The father-son duo soon got to work on weekends in Darren’s front yard, making quick progress and completing Rêveur in just 12 months.
“I didn’t have a big work shed, so I made a cradle to build the boat on and wheeled it out when I was working on it.” This was apparently much to the amusement of the neighbours, who nicknamed Darren ‘Noah’ once they’d worked out what he was doing.
Building a boat is an adventure, even for this close-knit team. “We put in kauri stringers, which are joined together to get the 30ft length needed before they’re bent round the frame,” recalls Darren. “I didn’t have a steam box to bend them, so I used towels and hot water to steam them. Some of the bends are a bit tight so after you clamp the beams into position you soon know whether they’re going to stay there forever. You break a couple till you get it right. And if a clamp goes missing and hits you in the eye …” says a sheepish Darren, pointing to a photo of himself sporting a black eye.

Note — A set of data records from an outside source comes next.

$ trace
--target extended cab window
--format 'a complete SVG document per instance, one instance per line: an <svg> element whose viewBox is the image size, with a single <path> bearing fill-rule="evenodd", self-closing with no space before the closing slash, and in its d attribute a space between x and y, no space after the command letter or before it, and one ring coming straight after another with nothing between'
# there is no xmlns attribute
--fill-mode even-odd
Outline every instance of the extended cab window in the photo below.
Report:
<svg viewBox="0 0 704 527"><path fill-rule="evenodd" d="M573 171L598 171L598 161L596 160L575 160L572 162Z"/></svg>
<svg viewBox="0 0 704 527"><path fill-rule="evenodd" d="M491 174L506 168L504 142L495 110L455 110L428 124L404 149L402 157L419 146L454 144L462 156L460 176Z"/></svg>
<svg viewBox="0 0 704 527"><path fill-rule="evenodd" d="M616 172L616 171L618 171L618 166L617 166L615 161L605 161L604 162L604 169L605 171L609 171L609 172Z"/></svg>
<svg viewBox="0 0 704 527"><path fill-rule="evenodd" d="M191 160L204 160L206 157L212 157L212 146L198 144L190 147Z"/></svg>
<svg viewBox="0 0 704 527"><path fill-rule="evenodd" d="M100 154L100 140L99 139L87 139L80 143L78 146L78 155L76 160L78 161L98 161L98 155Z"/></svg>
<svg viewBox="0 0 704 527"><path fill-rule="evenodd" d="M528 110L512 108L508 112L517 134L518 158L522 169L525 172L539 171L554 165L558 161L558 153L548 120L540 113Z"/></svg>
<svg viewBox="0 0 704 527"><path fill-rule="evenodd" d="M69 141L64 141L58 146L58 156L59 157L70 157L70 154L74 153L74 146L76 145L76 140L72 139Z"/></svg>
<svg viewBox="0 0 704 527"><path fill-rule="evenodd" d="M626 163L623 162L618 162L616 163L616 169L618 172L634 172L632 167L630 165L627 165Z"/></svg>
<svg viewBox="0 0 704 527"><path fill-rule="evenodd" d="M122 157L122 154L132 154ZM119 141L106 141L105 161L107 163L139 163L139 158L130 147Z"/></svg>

So, what’s Rêveur like on the water, I ask? Darren and son Ben were on their feet in a flash and without any further ado, we found ourselves at the Queenscliff boat ramp to take the newest Gilcraft for a spin.
“When we take Rêveur out in three- or four-foot swells it’s just so comfortable. You can just bash it around and it can take it … we feel totally safe in it,” explains Ben as we head out into the bay. “We can run straight over big waves and it’s not a problem. The flared bow channels the water out and you never bury the nose.”
I can also vouch for the fact that Rêveur is fast. And smooth. And the PCM ZR 409hp fuel-injected engine sounds gloriously beefy, but in a discreet way.
Now in his early 80s, Gil Allbutt builds model boats, which are displayed at the Queenscliff Maritime Museum (he’s a foundation member of the Queenscliff Lifeboat Preservation Society, the museum’s forerunner) and in various exhibitions. He’s only recently stopped playing drums in local theatre and jazz bands, written a book Boat builders and fishermens’ tales at Queenscliff 1890 –1985 and is working on A boy growing up in Portarlington with daughter Leanne.
But it’s when Gil talks about his wife Nancy ‘Nan’ and being proud parents of four, grandparents to ten, and great-grandparents to 11 children, that brings the brightest twinkle to his eyes. “I’ve had a magic life, it’s just really marvellous …” he smiles.